There doesn't seem to be much scope for the shock of the new, for Giant Steps Forward and especially not Sideways. Miles Davis gets no end of obloquy for leading a generation astray with the mirage of going pop and reaching a young black street audience; for mutilating his talent and squandering his gift. White critics of a certain persuasion also get major flak for championing these and other
radical-chic courting and/or street-crediblility-seeking downwardly-mobile moves within jazz, their support diagnosed by Crouch as part of their futile attempts to rebel against their own middle class backgrounds. For him, the embourgeoisment of jazz was its proper destiny; gentility and elegance are its essence (he quotes Albert Murray on how the first thing Man does once he gets beyond subsistence-level existence, is aspire to Style); a sense of heritage is its lifeblood and guardian. From the brothels of New Orleans to the Lincoln Center in uptown Manhattan…

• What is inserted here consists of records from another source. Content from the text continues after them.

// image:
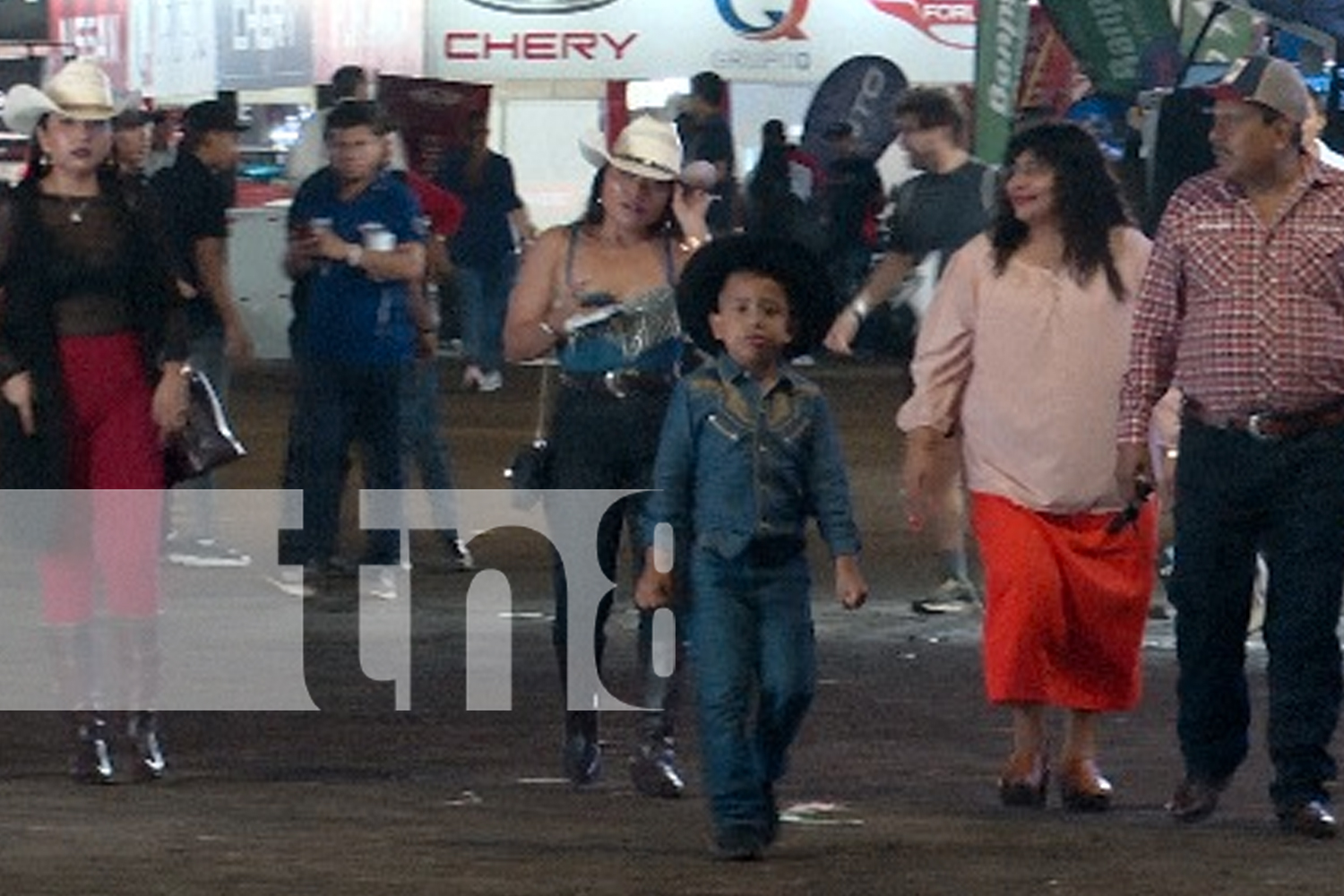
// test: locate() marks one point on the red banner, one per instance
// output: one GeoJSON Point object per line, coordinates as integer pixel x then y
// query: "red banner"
{"type": "Point", "coordinates": [432, 115]}
{"type": "Point", "coordinates": [1050, 75]}
{"type": "Point", "coordinates": [94, 29]}
{"type": "Point", "coordinates": [386, 37]}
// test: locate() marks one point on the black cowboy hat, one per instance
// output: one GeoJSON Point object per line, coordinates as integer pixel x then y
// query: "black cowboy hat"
{"type": "Point", "coordinates": [784, 261]}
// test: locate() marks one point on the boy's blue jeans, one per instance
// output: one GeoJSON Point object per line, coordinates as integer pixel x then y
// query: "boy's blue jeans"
{"type": "Point", "coordinates": [752, 642]}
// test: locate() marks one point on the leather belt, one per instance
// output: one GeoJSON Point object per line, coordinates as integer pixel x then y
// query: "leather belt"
{"type": "Point", "coordinates": [618, 383]}
{"type": "Point", "coordinates": [1271, 425]}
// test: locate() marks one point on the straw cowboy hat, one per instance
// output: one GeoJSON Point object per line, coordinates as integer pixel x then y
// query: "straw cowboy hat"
{"type": "Point", "coordinates": [784, 261]}
{"type": "Point", "coordinates": [81, 90]}
{"type": "Point", "coordinates": [647, 148]}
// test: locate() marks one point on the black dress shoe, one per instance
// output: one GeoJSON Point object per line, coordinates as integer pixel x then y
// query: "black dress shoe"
{"type": "Point", "coordinates": [582, 753]}
{"type": "Point", "coordinates": [1314, 818]}
{"type": "Point", "coordinates": [1195, 799]}
{"type": "Point", "coordinates": [1024, 780]}
{"type": "Point", "coordinates": [655, 772]}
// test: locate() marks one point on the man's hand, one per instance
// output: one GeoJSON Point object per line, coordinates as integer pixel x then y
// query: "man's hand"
{"type": "Point", "coordinates": [18, 392]}
{"type": "Point", "coordinates": [1132, 465]}
{"type": "Point", "coordinates": [843, 331]}
{"type": "Point", "coordinates": [851, 587]}
{"type": "Point", "coordinates": [653, 590]}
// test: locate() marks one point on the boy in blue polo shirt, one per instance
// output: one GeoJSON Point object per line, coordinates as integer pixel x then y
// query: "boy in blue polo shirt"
{"type": "Point", "coordinates": [747, 454]}
{"type": "Point", "coordinates": [358, 233]}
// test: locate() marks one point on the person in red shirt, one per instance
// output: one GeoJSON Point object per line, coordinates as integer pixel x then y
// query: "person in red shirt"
{"type": "Point", "coordinates": [1241, 308]}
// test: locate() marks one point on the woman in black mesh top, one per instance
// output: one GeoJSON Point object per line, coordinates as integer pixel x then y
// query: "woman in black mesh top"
{"type": "Point", "coordinates": [91, 347]}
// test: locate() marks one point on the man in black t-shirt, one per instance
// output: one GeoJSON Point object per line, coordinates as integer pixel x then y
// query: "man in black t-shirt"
{"type": "Point", "coordinates": [935, 214]}
{"type": "Point", "coordinates": [195, 195]}
{"type": "Point", "coordinates": [706, 137]}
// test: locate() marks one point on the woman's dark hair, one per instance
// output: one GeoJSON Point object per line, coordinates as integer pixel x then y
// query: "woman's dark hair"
{"type": "Point", "coordinates": [1086, 201]}
{"type": "Point", "coordinates": [594, 214]}
{"type": "Point", "coordinates": [357, 113]}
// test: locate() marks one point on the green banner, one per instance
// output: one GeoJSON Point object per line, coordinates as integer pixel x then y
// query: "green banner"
{"type": "Point", "coordinates": [1118, 43]}
{"type": "Point", "coordinates": [1000, 45]}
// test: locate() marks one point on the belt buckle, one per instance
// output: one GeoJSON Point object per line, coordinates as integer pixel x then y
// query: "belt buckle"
{"type": "Point", "coordinates": [1254, 425]}
{"type": "Point", "coordinates": [612, 381]}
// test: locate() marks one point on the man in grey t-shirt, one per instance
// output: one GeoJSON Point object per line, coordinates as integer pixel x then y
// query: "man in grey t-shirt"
{"type": "Point", "coordinates": [935, 212]}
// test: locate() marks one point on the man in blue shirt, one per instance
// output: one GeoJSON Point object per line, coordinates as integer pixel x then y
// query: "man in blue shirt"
{"type": "Point", "coordinates": [747, 452]}
{"type": "Point", "coordinates": [358, 231]}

But looky here, this is what Crouch says about In A Silent Way:

"Davis's sound was mostly lost among electronic instruments, inside a long, maudlin piece of droning wallpaper music."

The swipe at "electronic instruments"--he's talking about the shimmering electric pianos of Zawinul and Corea and Hancock--one of the all-time great sounds in music!--plus McLaughlin's fantastic guitar. "Wallpaper ": he's slurring as "décor" what is really the album's great innovation, its environmental, immersive quality, the way a mood is stretched out to become an ocean of sound (and Macero's later production of Miles on specifically "He Loved Him Madly" I think it was, got cited by Eno as a major influence on him coming up with ambient). As for "maudlin"!!! - I cannot figure that one out at all.

For Crouch, In A Silent Way is where Miles's story as a creative figure and innovating icon ends, whereas I'm sure for a lot of us that's where it gets really interesting. How weird. For me, In A Silent Way in its entirety, the title track of Bitches Brew, side one of One The Corner, "He Loved Him Madly": that's ultimate music; not much else is up there with it, hardly anything higher.